Progress on Joint Vision and Language Understanding
In this talk, I am going to introduce some of the recent efforts we have made on joint vision and language understanding at Facebook AI Research. First, we study the current dominating "bottom-up attention" features used by state-of-the-art VQA systems, and show that vanilla convolutional feature maps, or grid features, can perform similarly well while offering significant speed-ups to the pipeline. This finding not only gives us better understanding of the problem and the models, but also opens up new opportunities in vision and language research in general. Second, I am going to briefly mention some other new developments in this research direction, including 1) reasoning with both objects and texts in the scene; and 2) making the system more robust to question rephrasing through generative modeling and cycle-consistency training.
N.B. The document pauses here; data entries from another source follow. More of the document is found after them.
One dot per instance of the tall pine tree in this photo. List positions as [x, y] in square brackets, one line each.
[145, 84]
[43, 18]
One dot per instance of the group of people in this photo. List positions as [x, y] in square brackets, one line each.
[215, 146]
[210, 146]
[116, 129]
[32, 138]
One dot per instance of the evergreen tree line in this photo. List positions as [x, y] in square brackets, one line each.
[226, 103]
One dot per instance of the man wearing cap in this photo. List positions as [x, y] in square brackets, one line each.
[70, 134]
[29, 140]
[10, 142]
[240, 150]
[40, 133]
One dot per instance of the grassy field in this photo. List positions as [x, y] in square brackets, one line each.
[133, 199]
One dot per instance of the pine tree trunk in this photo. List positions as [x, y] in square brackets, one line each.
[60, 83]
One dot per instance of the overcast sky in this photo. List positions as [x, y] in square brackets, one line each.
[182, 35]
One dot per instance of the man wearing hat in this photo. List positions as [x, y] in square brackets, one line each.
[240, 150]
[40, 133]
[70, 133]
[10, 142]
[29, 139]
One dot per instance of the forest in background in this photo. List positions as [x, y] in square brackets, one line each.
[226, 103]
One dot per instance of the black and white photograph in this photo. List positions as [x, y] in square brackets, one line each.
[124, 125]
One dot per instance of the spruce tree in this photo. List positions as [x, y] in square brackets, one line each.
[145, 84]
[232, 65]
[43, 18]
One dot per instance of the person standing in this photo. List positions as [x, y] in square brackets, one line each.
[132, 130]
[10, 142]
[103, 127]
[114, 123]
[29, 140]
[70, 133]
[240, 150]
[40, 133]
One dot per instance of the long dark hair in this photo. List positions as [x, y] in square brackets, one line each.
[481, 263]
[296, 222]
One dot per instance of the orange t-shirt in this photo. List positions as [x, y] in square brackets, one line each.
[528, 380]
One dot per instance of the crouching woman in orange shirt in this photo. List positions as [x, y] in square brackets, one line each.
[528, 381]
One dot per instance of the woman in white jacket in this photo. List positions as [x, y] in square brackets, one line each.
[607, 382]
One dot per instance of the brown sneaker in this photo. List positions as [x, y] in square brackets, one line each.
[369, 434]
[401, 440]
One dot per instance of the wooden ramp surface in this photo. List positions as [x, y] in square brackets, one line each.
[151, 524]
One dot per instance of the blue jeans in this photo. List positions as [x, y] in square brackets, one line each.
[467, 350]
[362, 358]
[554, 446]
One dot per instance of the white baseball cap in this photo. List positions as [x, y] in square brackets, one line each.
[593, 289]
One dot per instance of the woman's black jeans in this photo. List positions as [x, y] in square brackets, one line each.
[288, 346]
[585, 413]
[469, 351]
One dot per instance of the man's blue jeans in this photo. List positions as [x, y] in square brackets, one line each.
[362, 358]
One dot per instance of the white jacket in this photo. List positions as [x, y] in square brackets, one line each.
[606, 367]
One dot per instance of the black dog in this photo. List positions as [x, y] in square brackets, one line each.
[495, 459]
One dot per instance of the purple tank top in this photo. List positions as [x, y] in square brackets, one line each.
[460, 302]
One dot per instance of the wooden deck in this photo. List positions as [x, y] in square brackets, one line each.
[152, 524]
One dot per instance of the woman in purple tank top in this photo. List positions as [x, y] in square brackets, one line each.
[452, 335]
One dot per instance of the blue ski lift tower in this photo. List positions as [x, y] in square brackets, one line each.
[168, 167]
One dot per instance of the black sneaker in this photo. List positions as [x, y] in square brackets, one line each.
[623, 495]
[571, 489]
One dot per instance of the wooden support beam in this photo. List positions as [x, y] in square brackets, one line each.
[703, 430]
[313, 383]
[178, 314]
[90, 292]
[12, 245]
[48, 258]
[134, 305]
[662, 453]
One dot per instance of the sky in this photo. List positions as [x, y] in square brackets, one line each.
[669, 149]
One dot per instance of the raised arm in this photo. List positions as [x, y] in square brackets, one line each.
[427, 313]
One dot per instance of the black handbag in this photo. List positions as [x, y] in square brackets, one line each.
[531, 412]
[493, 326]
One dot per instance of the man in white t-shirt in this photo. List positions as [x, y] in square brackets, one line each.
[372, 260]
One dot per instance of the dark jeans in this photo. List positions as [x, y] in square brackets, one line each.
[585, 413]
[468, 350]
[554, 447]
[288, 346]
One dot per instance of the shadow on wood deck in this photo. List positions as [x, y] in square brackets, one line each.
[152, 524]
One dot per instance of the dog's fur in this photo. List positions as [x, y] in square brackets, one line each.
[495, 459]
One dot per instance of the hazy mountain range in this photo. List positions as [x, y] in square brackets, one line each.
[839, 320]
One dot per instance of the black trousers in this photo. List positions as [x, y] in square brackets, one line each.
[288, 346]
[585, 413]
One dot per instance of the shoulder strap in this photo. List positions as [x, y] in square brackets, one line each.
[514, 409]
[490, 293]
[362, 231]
Finally, I am also introducing the open sourced library from FAIR, Pythia, which helped us won two VQA challenges last year, and hope to further facilitate research for the community.
I am a Research Scientist at Facebook AI Research, Menlo Park.
I was a PhD student at Language Technology Institute, Carnegie Mellon University, from September 2012 to Feburary 2018, working mainly with Prof. Abhinav Gupta on computer vision, computational linguistics and the combination of both. Durthing the time at CMU, I had also worked with Prof. Tom Mitchell. In spring 2014, I did an internship in MSR with Prof. C. Lawrence Zitnick. Then in summer 2016 I did an internship in Prof. William T. Freeman's VisCAM group at Google. Before graduation, I also spent time at Google Cloud AI team working with Prof. Fei-Fei Li and Dr. Jia Li.
I graduated with a bachelor's degree in computer science from Zhejiang University, China. During my undergraduate study, I was mainly under the supervision of Prof. Deng Cai in the State Key Laboratory of CAD & CG. I was a summer intern at UCLA in 2011, mainly work with Prof. Jenn Wortman Vaughan.